6 December 2015

How to fix PPP financing

How to fix PPP financing

Structuring infrastructure PPPs is complex. Optimal risk sharing among stakeholders is needed. Also, delays in achieving project milestones weaken project economics and reduce investor appetite

 

 Make in India" is the hallmark programme of Prime Minister Narendra Modi's administration. It envisages India increasingly becoming a global manufacturing hub, attracting investment, and generating the employment needed to grow the economy and power it to middle income status and beyond.

But the hard reality is that attracting investment in India will hinge on filling the sizable infrastructure investment gap. Whether to service the vast domestic market or target export markets, the success of "Make in India" will require overcoming delays in infrastructure investment and implementation.

Until recently, public investment has been the main vehicle for infrastructure development in India. Since 2012, however, the government has shifted some of the focus away from public spending. The Twelfth Five Year Plan envisages the private sector contributing $500 billion - about half of the $1 trillion of investment planned - primarily through public-private partnerships (PPPs).

However, structuring infrastructure PPPs is complex. Optimal risk sharing among stakeholders is needed to ensure a proper alignment of incentives. This is especially true in India where adequate project development requires detailed feasibility studies, negotiating complex land acquisition processes, obtaining environmental and forest clearances, and mobilising scarce equity. Delays in achieving project development milestones weaken project economics, resulting in completion delays and reduced investor appetite.

A recent study commissioned by the Asian Development Bank and undertaken by CRISIL Infrastructure Advisory found that on average 40 per cent of projects in major infrastructure sectors are delayed for reasons beyond the project's control. The reasons include delays in land acquisition and obtaining environmental and forest clearances beyond the time envisaged in the concession agreement, along with interstate coordination issues and local protests. Delays of two years are the norm, resulting in average cost increases of around 30 per cent - mostly due to accumulating interest costs during the delay period and cost escalation. These account roughly in equal measure for the resulting cost escalation.

Moreover, with infrastructure accounting for around 30 per cent of stressed assets, banks are increasingly unable and unwilling to lend further to infrastructure. While the Reserve Bank of India's (RBI) guidelines allow banks to fund additional "interest during construction" (IDC) to stressed projects, this still requires banks to take on additional risk exposure to stressed projects and fund accumulating costs.

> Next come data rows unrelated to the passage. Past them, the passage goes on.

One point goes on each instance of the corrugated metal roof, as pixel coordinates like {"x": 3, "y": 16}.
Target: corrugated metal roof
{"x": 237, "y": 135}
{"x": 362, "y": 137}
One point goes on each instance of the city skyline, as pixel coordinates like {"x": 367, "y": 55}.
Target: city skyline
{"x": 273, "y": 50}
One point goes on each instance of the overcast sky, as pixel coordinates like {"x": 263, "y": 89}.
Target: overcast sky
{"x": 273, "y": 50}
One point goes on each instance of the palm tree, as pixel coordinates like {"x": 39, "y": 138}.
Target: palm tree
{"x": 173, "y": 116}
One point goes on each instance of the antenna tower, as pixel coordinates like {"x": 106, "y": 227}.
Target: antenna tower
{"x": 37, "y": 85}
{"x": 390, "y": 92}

This makes financing infrastructure a hard sell, given that banks are reaching exposure limits and face asset liability management mismatches on their balance sheets. Many banks in India have already begun to limit their infrastructure exposure. Against this backdrop, it is not surprising that the high-level Deepak Parekh committee on infrastructure has scaled down its achievable infrastructure investment estimate by nearly 40 per cent for the Twelfth Plan.

The good news is that there may be a solution. Drawing from global experiences in several PPP markets, notably in Latin America and Indonesia, a potential solution can be fashioned that could help both investors and lenders alike. The solution entails establishing a facility that guarantees servicing interest to banks during delay periods, so long as the delays are beyond the control of the project. Under this arrangement, the project developer would apply for a guarantee from the proposed facility against delayed interest payments by paying a fee prior to financial closing, and negotiate a reduction in bank charges that would compensate for the guarantee fee. Interestingly, this is also beneficial to banks because even though they are charging lower rates, they are no longer subject to completion delay risk. Subsequently, the facility becomes a lender to the project and recovers the paid-out amount by way of senior or subordinate debt. The advantage of the subordinate debt structure is that it reduces the additional equity needed to fund the cost escalation and to maintain a constant debt-equity ratio in accordance with RBI guidelines.

The proposed mechanism addresses several issues in one fell swoop. First, the facility would secure developers' interest obligations due to delays and potentially reduce the incremental equity needed to fund cost escalation. Second, because the risk profile of projects would improve, banks would be able to expand financing for guaranteed projects. Next, non-performing assets and restructuring would be reduced as interest payments would be serviced through the guarantee facility.

The proposed facility would also expedite financial closure and reduce delays resulting from re-negotiating bank lending to already stressed projects. Finally, the facility promises a more effective use of capital against reduced downside risks from adverse selection, which can be mitigated by pooling guaranteed projects.

The trick is of course in getting the pricing right. The guarantee fee and the terms of the subordinate debt must hold value for both the facility and the project developers.

For the government, getting investments into essential infrastructure projects will help it to deliver on the promise of "Make in India". But it will also require innovative solutions to significantly scale up investment. It cannot afford facing further delays in the drive to bridge the infrastructure investment gap. The proposed project completion risk guarantee scheme represents a win-win-win situation for government, financiers and developers alike and is worth pursuing in the interest of current and future generations of Indians.